13–14 апреля. Тюрьма. Выходные дни
Камера Кальтенбрунера. Факт оспаривания своих подписей под документами Кальтенбруннер объясняет тем, что он в принципе хоть и мог подписать тот или иной приказ или распоряжение, однако теперь не узнает своей подписи. Обвинение, правда, практически не предоставило ему времени на изучение этих документов. Я спросил его, когда ему стало известно о массовых убийствах, о которых он, но его словам, не имел представления вначале. И снова Кальтенбруннер попытался дать уклончивый ответ.
— Типично американский вопрос — все вам нужно знать досконально. Все не так просто. Я не могу утверждать, что узнал об этом в какой-то определенный день; все, что я могу сказать, так это следующее: узнав, что все происходило вне рамок закона — в конце концов, я все же юрист, — я выразил Гиммлеру свой протест.
— Не очень-то действенным оказался ваш протест, как я вижу, — заметил я.
— Вы, американцы, как и полковник Эймен, видимо, считаете все наше РСХА просто гнездом организованного бандитизма, — ответил на это Кальтенбруннер.
— Не спорю, такое создастся впечатление.
— Как мне в таком случае перебороть это предубеждение? — желал знать Кальтенбруннер.
Камера Шпеера. Шпеер пришел к заключению, что Кальтенбруннер никаким «тюремным психозом» не страдает, а просто-напросто лжет. Судя но всему, он однажды принял решение отрицать все, по возможности измышляя более или менее правдоподобное объяснение этому. Его больше не волнует, как он при этом будет выглядеть в глазах остальных обвиняемых нацистов. Риббентроп, Кейтель и Кальтенбруннер произвели неважное впечатление, позиция же Геринга на фоне всеобщей безответственности нацистской системы в целом воспринимается лишь как позерство. Шпееру кажется, что Кальтенбруннер оставит о себе в глазах немецкого народа наихудшее впечатление, ибо своими утверждениями о том, что якобы ничего не знал, он перекладывает свою вину на подчиненных. Членам СС это придется явно не по нраву, поскольку сама их традиция, основанная на лояльности к своему начальству, подсказывает им, что каждый начальник должен нести ответственность за все приказы, им отдаваемые.

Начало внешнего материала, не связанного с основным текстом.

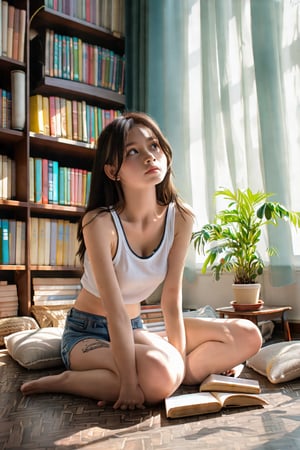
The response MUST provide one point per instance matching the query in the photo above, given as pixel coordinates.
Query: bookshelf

Камера Розенберга. Розенберг действительно считает Кальтенбруннера куда лучше своего предшественника Гейдриха. Кальтенбруннер, но мнению Розенберга, оказался сейчас в весьма непростом положении.
— И, разумеется, я не
Предстоящая защита вызывала у Розенберга нервную дрожь, он заявил, что не позволит втянуть себя в дебаты по поводу исповедуемой им философии, поскольку суд в этом отнюдь не заинтересован. Тогда я поинтересовался у него, испытывал ли он дискомфорт от своего антисемитизма, даже если отбросить в сторону все соображения правового характера.
— Это зависит от того, как это рассматривать. Конечно, после всего того, что произошло, я должен сказать, что все развивалось ужаснее некуда. Но ведь никогда ничего наперед не рассчитаешь. Знаете, в 1934 году я выступал за рыцарское решение еврейского вопроса… Уверяю вас, никто и в страшном сне не мог увидеть, что все это выльется в геноцид.
Камера Шахта.
— Нет, окажись я на месте судей, я был бы крайне смущен. Как вообще можно так беззастенчиво лгать под присягой? У меня нет ни малейшего сомнения в том, что никто из судей ему не верит. Ему вообще никто не верит. Он же мог сказать: «Вот что, господа, можете мне верить, можете не верить, я подписывал то и то, не обращая особого внимания на документы и уж, конечно, не задумываясь ни о каких последствиях. В общем и целом я считаю себя ответственным за то, что происходило, и мой долг состоял в том, чтобы знать обстановку. Сколько и чего мне было известно, это сейчас вопрос чисто академический, и я не вижу никаких оснований для споров но этому поводу». Если бы он заявил нечто подобное, это было бы объяснимо. Но эта постоянная ложь, эти увертки — брр! Для всех нас это действительно неприятное зрелище. Ведь по его милости и на нас будут косо смотреть. В чем разница между ним и Кейтелем? Кейтель хотя бы не лгал.
Что же касалось самого Шахта, он считал, что все кончится сенсацией, и что после того как будут заслушаны его свидетели, выдвинутые против него обвинения будут сняты.
Камера Папена. Увидев меня на пороге своей камеры, Папен покачал головой и рассмеялся. Чуть погодя он сказал:
— Думаю, нет сомнений в том, что Кальтенбруннер не так плох, как его предшественник Гейдрих; но кто поверит, что он и действительно ничего не знал? Он отрицает все вплоть до сделанных его рукой подписей на документах!
И тут Папен снова неожиданно расхохотался:
— Я заметил, что даже шеф полиции безопасности напоследок решил поиграть в министра иностранных дел и поискать переговорщиков в нейтральных странах. Все это можно было бы рассматривать как комедию, если бы только это не было трагедией.
Камера Франка. Неотличимая от клятвопреступления защитительная речь Кальтенбруннера стимулировала Франка на признание собственной виновности и обвинения в адрес Гитлера. Как только я оказался в его камере, он, горестно воздев руки к небесам, воскликнул:
— Ах, Боже праведный! Вы слышали, как он сидел и повторял, что ничего не знает? Вы слышали, герр доктор? Он сидел и хладнокровно клялся, что ни о чем не знал!
Задавая мне эти вопросы, Франк выделял голосом каждое слово, затем прикрыл глаза, будто не в силах выдержать душившего его стыда.
— Может ли ему поверить хоть кто-то? Я знаю, что судьи ему не верят. Я пошел к самому Гиммлеру и потребовал от него объяснений по поводу этих всех ужасов, о которых твердил весь мир, тот, естественно, налгал мне с три короба. Но Кальтенбруннер наверняка обо всем знал. Он даже дошел до того, что стал утверждать, что, мол, совершил акт предательства — вы слышите? Он заявляет, что пытался договориться с нейтралами, поскольку понимал, что война все равно проиграна, и несмотря на это продолжал тысячами отправлять в концлагеря немцев по обвинению в пораженчестве. Я помню, чего мне стоило вытащить из концлагеря одного моего сотрудника, а этот теперь сам выдает себя за пораженца. Если бы он им был, это стало бы его худшим преступлением — потому что вместе с фюрером до самого конца, пока все не рухнуло, он продолжал гнать на погибель молодых немцев.